アミのひとり言

事務所のアイドル犬アミのひとり言です。

欧州におけるジプシー解放の日は来るか?

ジプシー(Gypsy)は差別用語になるので最近はロマ(Roma)と表現するようだが、赤ちゃんを抱いたジプシーの女性が物乞いをする風景はイタリア・南フランス・スペインいたるところでみられる光景だ。数人の子供だけで旅行者に近寄って来て、いつの間にか財布・カバン等を持ち去られたという被害に遭う日本人もたくさんいる。彼らはまともな職に就けないから、生きるためにやむを得ずこのような生活をしているのだそうだ。元々はインド辺りから1,000年~1,500年ほど前にヨーロッパに移動してきたロマ民族であり、ヨーロッパ人にとってみれば勝手に来た不法侵入者だ。
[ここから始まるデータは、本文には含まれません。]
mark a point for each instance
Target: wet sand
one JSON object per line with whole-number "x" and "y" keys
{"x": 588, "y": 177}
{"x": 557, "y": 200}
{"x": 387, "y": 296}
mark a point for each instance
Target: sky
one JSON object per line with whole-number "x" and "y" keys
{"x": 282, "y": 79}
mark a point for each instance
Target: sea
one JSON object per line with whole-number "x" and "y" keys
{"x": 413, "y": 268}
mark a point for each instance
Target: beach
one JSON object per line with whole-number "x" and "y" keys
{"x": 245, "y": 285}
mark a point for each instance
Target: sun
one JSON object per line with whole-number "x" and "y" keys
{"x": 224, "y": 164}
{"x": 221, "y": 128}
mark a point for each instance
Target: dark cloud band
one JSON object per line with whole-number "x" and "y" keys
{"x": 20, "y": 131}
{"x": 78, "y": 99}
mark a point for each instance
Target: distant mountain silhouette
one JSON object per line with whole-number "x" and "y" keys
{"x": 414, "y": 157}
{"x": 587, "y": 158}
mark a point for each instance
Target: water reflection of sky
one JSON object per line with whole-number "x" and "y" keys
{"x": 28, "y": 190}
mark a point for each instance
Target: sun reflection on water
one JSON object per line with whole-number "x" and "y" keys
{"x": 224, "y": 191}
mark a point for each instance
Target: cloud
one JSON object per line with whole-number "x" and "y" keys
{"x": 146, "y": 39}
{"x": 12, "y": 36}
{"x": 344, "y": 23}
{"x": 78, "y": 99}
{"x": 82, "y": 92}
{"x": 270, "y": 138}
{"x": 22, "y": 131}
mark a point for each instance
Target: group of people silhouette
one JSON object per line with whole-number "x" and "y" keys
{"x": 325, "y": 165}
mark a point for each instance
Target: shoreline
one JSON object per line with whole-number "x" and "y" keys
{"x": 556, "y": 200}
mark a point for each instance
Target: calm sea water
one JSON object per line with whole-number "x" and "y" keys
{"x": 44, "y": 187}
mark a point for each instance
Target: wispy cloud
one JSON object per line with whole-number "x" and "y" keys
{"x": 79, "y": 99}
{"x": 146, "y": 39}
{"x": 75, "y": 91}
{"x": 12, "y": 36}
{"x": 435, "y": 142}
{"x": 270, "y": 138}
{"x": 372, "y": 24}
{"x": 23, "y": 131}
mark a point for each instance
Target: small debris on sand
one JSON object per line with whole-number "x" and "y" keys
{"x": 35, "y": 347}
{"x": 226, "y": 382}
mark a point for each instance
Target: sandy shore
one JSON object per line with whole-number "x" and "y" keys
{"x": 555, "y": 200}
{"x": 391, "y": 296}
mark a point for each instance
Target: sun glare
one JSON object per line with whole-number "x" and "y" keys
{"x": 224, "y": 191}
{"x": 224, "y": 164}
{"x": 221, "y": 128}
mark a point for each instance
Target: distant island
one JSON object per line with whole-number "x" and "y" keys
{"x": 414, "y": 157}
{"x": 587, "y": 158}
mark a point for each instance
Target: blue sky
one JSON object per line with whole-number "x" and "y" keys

空き地にテントを張り集団で暮らしているが住民登録などなく、学齢期の子供でも学校に入れない。大人は店を持つことも許されず、不動産を所有することもできない。路上で商いをするとか、スペインでフラメンコを職業にするなどわずかな合法的活動は許されているが、多くのジプシーは、生きるためには乞食をするか泥棒をするしかない。ヨーロッパ各国はジプシーと自国民との婚姻を禁止しているので、その国に同化することもない。

ジプシーの比較的多い国はルーマニアブルガリア・スペイン・フランス・トルコ・ギリシャハンガリーなど(それぞれ70万人~40万人前後か)といわれるが、ほぼ全欧州に散らばっている。第二次世界大戦の頃までは奴隷として使われていた者が圧倒的に多かった。第二次世界大戦の間にナチスが殺害したジプシーは50万~150万人と言われるが、どの国でも人口に反映されていないから、正確な犠牲者の数は誰にも分からない。今現在も統計がないので欧州にどれだけのジプシーがいるのか不明だ。有力な推計によれば1,000万~1,200万人といわれるが、400万人説も1,400万人説もある。
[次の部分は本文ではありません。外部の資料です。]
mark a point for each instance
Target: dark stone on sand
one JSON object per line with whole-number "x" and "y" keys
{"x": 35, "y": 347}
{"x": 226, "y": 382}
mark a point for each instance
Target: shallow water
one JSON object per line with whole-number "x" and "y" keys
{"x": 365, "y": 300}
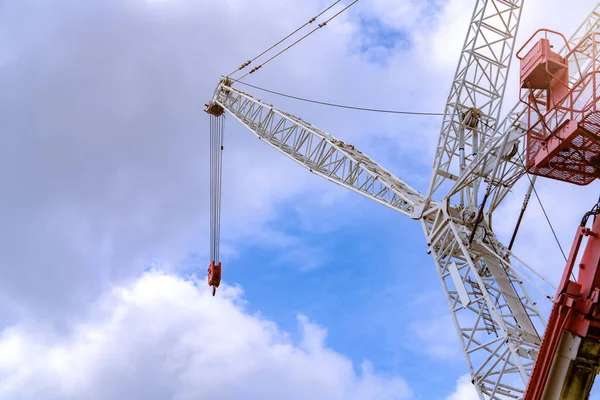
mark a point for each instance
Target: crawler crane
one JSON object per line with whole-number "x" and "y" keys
{"x": 552, "y": 132}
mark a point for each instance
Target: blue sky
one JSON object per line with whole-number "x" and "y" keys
{"x": 106, "y": 212}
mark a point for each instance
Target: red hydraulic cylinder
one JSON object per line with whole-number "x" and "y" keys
{"x": 574, "y": 324}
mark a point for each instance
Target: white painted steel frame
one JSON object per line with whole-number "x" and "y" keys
{"x": 318, "y": 151}
{"x": 479, "y": 82}
{"x": 497, "y": 321}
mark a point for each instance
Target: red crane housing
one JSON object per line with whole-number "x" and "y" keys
{"x": 563, "y": 139}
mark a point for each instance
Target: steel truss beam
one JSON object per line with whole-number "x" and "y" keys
{"x": 512, "y": 130}
{"x": 318, "y": 151}
{"x": 497, "y": 321}
{"x": 476, "y": 93}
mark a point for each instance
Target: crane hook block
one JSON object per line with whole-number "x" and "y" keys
{"x": 214, "y": 275}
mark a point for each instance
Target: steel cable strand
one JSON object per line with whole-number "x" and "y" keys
{"x": 310, "y": 21}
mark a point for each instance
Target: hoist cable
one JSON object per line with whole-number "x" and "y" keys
{"x": 324, "y": 103}
{"x": 216, "y": 177}
{"x": 310, "y": 21}
{"x": 543, "y": 210}
{"x": 299, "y": 40}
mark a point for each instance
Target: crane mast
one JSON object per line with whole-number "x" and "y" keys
{"x": 486, "y": 285}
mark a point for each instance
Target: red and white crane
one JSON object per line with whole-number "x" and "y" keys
{"x": 551, "y": 132}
出自はともかく、彼らは人間であることに疑いはない。ならばそろそろ基本的人権を認めて欧州の正式な構成員としなければ民主主義の名が廃るというものだ。米国も黒人奴隷を解放して基本的人権を認めたから今の大統領がいる。欧州のジプシーは一部米国にも渡り、移民の米国ではジプシーはいち早く基本的人権を認められたから、その子孫から大統領も誕生した(Bill Clintonの高祖父は1860年死亡したロマ民族指導者Andrew Brides)。パスポートもなくヨーロッパの国境を通過できる人間はジプシーだけだ。どの国も自国に残ってほしくないから旅券のないジプシーを出国させる。隣は別の国だから入国を認めなければ国境沿いに広大なキャンプができる。それも困るので「3日以内に自国から出国せよ」と条件を付けて入国を許可する。元々入国日を記載する旅券も持たないから何年滞在したか管理もできない。たとえ管理できたところでインドに強制送還すべきなのかどこに強制送還を受け入れる国があるのか分からない。

2009年・2010年にフランス大統領Nicolas Sarkozyは国内のジプシーキャンプの一部を強制撤去し、約2万人をルーマニアブルガリアに強制送還した際、ジプシーとフランス警察の間で大騒動があったが、ルーマニアブルガリアもフランスの人権侵害に対して激しく非難した。EU人権委員会ルクセンブルクなどジプシーのほとんどいない国が委員長を務めており、ジプシーに基本的人権を認めないのは不名誉なことだとフランス等を非難している。ジプシー差別問題は欧州の恥部であり、いつの日かジプシーの開放が実現するまで、中国など他国の人権侵害を非難する権利はないと言わざるを得ない。